The code underlying smart contracts is generally available for all to see. While this is great for savvy developers interested in learning how their money is being lent out, malicious actors can easily scope out vulnerabilities. Due to the finality of the blockchain, if a contract is exploited and funds are drained, they cannot be returned. 

Self-custody risk

When holding assets on a centralized exchange, the exchange maintains private keys, removing the responsibility of wallet security from the individual. As a DeFi participant, one must manage their own keys. Wallet funds can be drained entirely if a private key is given away through a phishing attack or a software exploit. It is recommended to use a hardware wallet and keep a separate computer for cryptocurrency transactions to mitigate some of this risk.
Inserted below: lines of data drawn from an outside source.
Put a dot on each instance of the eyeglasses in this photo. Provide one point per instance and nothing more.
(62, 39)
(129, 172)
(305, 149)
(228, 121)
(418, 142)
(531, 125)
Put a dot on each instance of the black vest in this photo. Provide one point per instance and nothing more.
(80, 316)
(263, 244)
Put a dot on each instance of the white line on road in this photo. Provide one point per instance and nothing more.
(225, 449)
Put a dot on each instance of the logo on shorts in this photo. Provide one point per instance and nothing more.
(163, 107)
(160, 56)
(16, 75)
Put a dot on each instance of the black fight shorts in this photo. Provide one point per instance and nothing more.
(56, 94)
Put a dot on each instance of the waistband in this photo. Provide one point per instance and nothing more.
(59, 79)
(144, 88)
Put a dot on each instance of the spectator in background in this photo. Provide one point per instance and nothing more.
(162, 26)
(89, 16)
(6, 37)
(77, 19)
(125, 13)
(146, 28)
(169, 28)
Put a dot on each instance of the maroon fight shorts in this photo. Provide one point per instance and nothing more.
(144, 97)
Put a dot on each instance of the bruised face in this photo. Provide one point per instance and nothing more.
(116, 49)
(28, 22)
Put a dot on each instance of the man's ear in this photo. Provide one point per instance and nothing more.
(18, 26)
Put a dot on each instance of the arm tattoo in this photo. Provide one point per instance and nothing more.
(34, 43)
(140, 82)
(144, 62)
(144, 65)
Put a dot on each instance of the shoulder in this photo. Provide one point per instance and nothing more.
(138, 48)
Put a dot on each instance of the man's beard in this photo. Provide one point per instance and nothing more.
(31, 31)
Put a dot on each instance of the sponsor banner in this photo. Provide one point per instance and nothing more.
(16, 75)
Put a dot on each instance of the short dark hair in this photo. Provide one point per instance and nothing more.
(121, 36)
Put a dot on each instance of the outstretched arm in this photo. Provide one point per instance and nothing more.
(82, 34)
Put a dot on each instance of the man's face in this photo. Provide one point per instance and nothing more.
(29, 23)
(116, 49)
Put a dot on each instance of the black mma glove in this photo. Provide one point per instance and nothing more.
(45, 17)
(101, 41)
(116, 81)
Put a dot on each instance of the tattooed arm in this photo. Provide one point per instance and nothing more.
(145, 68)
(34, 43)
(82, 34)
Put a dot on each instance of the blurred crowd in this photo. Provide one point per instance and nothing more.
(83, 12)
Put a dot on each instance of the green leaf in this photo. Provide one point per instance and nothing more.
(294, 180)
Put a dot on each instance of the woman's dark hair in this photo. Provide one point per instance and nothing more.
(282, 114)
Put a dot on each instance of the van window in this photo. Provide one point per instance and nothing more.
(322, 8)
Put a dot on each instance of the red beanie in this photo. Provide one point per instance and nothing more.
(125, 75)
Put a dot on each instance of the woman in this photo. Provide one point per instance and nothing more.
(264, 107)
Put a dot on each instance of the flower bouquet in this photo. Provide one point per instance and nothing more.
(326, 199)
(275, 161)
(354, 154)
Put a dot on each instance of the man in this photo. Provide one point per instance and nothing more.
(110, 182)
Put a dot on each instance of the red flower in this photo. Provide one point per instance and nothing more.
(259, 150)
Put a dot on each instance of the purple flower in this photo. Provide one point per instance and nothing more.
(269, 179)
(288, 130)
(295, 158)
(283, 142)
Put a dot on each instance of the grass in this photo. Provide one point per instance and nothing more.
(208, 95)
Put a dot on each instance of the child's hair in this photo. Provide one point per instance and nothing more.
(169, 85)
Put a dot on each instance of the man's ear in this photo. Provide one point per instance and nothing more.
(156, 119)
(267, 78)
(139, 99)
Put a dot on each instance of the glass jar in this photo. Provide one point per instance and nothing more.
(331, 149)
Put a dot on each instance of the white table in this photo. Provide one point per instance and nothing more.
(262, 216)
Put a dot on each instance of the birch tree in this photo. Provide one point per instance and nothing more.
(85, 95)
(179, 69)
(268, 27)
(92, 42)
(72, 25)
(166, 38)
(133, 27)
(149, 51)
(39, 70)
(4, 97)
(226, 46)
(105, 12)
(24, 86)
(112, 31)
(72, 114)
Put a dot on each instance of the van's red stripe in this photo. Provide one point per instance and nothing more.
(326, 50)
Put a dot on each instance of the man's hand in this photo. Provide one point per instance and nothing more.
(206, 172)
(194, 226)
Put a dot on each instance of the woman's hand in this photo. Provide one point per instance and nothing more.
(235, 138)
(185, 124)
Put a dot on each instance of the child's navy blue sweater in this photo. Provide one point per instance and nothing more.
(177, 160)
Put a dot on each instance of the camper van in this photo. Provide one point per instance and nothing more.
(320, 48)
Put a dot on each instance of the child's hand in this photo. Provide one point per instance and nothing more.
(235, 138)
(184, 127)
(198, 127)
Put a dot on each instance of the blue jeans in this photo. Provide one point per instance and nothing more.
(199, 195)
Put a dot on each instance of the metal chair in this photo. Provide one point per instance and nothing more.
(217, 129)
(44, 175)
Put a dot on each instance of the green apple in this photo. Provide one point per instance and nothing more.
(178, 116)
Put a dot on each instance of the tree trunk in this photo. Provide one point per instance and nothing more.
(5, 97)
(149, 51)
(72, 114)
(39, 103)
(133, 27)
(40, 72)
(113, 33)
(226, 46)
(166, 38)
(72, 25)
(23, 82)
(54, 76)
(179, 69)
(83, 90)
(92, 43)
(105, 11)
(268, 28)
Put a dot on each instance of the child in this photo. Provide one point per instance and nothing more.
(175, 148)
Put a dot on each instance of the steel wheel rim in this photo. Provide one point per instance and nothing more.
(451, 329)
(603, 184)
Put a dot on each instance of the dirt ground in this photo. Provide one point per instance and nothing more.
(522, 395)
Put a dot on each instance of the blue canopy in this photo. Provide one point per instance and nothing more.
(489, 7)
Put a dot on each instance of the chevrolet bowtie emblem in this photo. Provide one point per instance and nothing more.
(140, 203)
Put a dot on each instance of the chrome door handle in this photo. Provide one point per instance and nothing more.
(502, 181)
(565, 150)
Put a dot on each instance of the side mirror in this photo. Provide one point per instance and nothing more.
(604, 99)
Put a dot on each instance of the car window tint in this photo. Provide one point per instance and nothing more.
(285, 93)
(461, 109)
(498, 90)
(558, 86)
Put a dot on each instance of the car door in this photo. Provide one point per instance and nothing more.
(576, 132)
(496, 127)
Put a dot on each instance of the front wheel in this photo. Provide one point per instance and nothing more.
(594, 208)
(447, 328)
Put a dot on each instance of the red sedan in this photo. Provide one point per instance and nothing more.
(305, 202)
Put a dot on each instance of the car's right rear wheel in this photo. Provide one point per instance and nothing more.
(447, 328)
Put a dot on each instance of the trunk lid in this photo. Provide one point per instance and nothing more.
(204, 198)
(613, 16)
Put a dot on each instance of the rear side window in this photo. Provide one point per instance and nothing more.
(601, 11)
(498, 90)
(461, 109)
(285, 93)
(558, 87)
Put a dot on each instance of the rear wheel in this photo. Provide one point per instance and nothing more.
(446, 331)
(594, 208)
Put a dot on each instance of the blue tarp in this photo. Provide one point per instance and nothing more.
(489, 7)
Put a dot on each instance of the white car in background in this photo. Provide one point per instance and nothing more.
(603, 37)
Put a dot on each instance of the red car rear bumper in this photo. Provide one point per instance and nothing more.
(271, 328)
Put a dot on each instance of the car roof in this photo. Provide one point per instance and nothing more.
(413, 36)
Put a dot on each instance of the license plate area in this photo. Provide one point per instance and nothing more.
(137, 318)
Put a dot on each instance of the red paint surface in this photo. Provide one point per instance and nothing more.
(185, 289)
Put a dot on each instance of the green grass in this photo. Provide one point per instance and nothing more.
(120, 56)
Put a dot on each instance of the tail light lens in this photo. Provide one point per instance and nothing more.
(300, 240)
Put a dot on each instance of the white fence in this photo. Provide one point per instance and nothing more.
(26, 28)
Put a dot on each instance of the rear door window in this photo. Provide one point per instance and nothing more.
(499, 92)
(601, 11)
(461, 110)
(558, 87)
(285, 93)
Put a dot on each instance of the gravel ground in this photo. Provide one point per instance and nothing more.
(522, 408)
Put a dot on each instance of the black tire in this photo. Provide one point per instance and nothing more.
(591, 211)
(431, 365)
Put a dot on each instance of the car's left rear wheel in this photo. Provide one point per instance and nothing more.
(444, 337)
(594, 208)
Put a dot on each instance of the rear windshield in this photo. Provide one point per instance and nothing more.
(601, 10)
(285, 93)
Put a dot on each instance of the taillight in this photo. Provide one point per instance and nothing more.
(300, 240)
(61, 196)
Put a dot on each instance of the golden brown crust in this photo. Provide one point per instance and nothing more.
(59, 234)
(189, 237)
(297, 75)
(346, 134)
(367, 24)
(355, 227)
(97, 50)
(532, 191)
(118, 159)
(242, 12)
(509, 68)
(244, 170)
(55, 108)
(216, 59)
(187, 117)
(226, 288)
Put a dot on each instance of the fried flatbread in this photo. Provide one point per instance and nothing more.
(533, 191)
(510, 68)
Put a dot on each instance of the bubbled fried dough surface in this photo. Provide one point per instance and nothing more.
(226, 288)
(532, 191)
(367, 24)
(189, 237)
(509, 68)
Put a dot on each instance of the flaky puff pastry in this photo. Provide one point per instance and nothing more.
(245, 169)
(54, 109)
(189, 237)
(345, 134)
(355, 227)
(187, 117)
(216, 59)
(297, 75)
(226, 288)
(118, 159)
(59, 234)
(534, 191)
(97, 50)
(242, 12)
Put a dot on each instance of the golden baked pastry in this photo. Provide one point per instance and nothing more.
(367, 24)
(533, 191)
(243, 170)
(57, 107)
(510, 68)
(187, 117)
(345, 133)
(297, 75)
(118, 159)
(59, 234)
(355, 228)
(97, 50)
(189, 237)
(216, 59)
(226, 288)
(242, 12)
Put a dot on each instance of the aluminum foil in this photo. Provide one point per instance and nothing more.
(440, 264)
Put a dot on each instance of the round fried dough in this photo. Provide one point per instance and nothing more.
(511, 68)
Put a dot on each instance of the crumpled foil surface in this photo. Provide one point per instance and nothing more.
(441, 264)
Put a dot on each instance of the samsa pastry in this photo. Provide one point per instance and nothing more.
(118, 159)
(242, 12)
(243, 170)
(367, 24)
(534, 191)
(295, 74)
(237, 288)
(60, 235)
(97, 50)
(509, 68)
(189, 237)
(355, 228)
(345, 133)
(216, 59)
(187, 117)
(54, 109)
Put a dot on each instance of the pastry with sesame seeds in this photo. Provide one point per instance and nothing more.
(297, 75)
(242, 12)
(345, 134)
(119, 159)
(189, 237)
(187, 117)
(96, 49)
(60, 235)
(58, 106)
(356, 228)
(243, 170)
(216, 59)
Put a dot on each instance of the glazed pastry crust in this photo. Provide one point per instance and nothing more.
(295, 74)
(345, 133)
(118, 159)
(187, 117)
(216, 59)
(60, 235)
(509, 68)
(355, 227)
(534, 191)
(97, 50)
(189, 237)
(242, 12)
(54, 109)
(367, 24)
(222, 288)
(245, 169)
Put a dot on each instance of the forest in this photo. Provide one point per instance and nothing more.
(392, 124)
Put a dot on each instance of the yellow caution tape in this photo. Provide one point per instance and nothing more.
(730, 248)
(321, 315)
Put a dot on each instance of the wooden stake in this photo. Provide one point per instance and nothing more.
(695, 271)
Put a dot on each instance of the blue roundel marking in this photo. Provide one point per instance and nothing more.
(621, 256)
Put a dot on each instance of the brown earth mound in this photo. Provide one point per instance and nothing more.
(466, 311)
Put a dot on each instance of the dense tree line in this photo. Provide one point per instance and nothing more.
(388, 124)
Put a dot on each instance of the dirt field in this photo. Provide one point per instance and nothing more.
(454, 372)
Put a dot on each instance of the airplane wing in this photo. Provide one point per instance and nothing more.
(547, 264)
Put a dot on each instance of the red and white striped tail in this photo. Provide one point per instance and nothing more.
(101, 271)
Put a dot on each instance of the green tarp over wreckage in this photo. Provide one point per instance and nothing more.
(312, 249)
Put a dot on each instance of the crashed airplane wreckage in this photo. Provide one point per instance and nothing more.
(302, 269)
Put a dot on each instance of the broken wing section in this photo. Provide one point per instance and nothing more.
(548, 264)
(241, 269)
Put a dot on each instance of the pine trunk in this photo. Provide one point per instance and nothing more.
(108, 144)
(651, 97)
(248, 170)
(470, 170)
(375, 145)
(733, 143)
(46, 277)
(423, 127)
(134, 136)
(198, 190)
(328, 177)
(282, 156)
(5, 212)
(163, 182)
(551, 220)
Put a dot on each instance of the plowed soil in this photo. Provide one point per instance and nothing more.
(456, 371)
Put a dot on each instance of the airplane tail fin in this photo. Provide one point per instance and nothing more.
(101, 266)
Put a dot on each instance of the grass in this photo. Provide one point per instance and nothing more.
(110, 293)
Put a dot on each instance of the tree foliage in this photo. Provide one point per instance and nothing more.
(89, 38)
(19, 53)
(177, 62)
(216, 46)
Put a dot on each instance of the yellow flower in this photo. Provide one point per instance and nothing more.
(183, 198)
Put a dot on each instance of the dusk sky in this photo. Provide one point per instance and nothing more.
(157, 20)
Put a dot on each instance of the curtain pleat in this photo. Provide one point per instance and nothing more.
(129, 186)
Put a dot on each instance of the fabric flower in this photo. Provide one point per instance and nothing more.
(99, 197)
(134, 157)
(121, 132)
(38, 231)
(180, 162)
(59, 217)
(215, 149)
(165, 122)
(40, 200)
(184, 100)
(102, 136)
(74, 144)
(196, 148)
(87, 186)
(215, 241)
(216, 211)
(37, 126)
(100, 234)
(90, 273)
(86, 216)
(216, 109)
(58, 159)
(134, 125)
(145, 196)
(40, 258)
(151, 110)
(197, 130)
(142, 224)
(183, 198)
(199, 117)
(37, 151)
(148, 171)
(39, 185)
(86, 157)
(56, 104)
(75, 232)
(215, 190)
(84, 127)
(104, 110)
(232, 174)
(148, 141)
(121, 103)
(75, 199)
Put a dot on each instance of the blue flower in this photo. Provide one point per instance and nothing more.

Underlying blockchain risk

When participating in DeFi, you rely not only on the smart contracts you interact with but also on the integrity of the chain on which those contracts are deployed. If the consensus mechanism of the underlying chain is vulnerable to exploitation, your funds can be lost even if you take the appropriate security measures in all other areas. This is why decentralization is so important and the reason that Ethereum maintains the largest TVL even with its high fees and slow confirmation times.